As to the specific cost of the VMT tax, that is not yet known. CalTrans, on its “road charge calculator” web page seems to be floating the idea of one, two, or three cents with the pump tax being eliminated.
Those numbers are low – quite low, as those rates don’t quite even replace the current pump gas tax.
Typically, in past discussions of the program, a figure of a nickel a mile has been bandied about.
Beyond the state pilot program, Los Angeles County residents can expect to get hit up to join a similar local program, possibly as early as next year. That program is not expected to be “flat miles” but a look at “pinging” a tax when a person drives into the downtown “cordon area,” or pinging a tax when a person gets on or off the 10 to/from Santa Monica to downtown, or commute from the valley over the mountain.
And if you were wondering what would happen when you drove from a state with a VMT tax to a state with pay at the pump? Don’t worry, there was funding in President Biden’s massive “infrastructure” bill to test the program nationally.

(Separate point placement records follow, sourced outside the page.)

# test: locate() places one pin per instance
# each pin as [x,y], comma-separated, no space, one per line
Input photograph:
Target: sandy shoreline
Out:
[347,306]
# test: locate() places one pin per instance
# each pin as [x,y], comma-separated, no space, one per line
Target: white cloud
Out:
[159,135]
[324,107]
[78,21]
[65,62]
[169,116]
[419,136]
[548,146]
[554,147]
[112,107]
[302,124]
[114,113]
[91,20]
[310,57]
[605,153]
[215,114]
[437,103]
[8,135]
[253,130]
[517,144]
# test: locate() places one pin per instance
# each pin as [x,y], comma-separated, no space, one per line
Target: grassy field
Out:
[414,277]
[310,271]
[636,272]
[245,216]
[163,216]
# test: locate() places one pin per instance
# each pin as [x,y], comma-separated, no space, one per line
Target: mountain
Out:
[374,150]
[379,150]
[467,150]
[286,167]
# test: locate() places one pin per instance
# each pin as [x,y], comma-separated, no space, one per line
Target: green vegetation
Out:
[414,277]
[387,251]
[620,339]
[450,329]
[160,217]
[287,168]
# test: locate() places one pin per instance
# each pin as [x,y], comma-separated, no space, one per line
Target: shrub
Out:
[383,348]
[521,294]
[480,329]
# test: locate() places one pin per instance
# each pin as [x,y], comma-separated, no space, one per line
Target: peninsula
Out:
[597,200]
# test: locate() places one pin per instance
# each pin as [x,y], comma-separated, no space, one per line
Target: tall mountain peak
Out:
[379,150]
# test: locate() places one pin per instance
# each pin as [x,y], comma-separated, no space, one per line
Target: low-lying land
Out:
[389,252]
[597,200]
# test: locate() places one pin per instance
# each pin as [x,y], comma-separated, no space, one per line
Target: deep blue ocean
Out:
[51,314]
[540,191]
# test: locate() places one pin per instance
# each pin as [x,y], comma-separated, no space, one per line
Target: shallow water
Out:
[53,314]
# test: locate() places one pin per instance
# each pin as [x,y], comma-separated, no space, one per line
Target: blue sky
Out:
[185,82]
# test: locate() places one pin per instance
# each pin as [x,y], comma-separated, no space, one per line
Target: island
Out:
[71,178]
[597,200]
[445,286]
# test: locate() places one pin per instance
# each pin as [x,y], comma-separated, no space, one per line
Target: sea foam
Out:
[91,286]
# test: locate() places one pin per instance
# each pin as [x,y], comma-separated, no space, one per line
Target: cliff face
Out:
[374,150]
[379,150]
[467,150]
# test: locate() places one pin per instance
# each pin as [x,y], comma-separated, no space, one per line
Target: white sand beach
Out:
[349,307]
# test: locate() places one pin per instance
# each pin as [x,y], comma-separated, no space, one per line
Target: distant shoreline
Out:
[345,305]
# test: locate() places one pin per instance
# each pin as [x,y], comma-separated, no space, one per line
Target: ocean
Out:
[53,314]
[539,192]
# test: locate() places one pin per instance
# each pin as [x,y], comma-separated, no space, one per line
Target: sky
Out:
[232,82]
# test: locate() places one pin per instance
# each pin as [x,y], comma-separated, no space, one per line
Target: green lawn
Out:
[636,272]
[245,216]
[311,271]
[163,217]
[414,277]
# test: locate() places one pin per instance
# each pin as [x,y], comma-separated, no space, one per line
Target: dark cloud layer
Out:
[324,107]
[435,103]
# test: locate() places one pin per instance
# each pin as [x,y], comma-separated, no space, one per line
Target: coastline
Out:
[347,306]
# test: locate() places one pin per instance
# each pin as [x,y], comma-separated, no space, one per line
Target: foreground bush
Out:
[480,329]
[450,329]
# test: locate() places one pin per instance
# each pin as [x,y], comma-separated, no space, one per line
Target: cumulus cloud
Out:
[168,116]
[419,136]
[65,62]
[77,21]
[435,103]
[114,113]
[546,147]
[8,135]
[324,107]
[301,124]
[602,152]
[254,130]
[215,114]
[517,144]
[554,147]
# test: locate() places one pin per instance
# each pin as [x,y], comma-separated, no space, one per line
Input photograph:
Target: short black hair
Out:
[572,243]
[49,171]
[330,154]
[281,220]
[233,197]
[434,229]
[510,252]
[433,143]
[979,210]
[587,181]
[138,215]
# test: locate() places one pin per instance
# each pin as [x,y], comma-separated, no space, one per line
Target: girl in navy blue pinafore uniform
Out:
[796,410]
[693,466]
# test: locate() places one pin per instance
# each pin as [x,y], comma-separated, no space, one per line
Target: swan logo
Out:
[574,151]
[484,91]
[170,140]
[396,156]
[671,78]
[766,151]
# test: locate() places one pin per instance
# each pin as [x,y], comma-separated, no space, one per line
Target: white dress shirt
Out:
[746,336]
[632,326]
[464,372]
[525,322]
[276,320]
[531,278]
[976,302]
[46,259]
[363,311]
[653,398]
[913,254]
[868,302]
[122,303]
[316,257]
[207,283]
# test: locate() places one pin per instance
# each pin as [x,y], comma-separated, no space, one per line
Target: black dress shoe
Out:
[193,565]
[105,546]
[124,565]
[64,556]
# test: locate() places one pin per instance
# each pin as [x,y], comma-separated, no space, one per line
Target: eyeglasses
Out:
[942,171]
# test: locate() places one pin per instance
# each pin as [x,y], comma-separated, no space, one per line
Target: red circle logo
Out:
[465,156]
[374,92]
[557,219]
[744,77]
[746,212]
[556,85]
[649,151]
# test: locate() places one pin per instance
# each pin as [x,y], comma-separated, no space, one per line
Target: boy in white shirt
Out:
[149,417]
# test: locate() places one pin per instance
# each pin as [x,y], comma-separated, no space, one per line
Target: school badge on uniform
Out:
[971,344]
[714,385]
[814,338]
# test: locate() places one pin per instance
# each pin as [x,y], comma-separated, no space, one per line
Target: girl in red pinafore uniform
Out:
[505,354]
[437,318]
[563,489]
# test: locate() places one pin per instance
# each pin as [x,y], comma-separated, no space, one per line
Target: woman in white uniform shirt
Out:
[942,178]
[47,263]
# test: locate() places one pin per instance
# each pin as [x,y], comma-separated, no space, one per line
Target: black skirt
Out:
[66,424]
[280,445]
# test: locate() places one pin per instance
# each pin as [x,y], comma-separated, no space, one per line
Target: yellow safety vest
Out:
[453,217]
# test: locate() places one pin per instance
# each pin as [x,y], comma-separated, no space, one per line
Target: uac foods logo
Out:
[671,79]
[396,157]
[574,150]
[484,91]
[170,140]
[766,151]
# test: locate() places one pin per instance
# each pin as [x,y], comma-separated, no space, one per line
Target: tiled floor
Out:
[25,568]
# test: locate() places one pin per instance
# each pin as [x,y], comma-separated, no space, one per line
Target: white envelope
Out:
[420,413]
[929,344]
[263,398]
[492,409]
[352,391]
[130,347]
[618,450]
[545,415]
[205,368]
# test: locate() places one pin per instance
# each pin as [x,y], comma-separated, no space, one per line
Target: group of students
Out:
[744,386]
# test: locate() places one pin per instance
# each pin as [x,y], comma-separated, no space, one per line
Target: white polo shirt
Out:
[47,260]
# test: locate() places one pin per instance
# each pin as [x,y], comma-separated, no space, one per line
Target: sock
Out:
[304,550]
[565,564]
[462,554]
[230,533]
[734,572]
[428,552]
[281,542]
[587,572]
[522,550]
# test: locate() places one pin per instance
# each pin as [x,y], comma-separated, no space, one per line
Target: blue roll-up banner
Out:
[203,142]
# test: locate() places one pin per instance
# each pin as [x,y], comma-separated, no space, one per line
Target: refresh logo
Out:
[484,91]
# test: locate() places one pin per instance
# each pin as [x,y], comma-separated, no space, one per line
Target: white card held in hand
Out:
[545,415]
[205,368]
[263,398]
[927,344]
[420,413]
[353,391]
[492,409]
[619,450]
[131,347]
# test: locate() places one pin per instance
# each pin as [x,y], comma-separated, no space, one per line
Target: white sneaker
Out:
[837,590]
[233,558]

If you’re interested, you can sign up here.
Happy equitable motoring!
This is an idea that has been bandied about by the US Dept. of Transportation since I worked there and the last time they passed an increase (5 cents) in the federal fuels tax in 1992 (the Intermodal Surface Transportation Efficiency Act, or ISTEA). If every state still required annual safety or emissions inspections (not a deal for EVs), capturing mileage every year wouldn't be a big deal - no invasion of privacy, and you include the miles traveled on your tax returns. Most Americans might not have a problem if it were "replacing" the gas tax and was considered "fair." This is what we get when we try to shove people into 4,000 lbs. toxic waste dumps that we call (largely unrecyclable) electrical vehicles.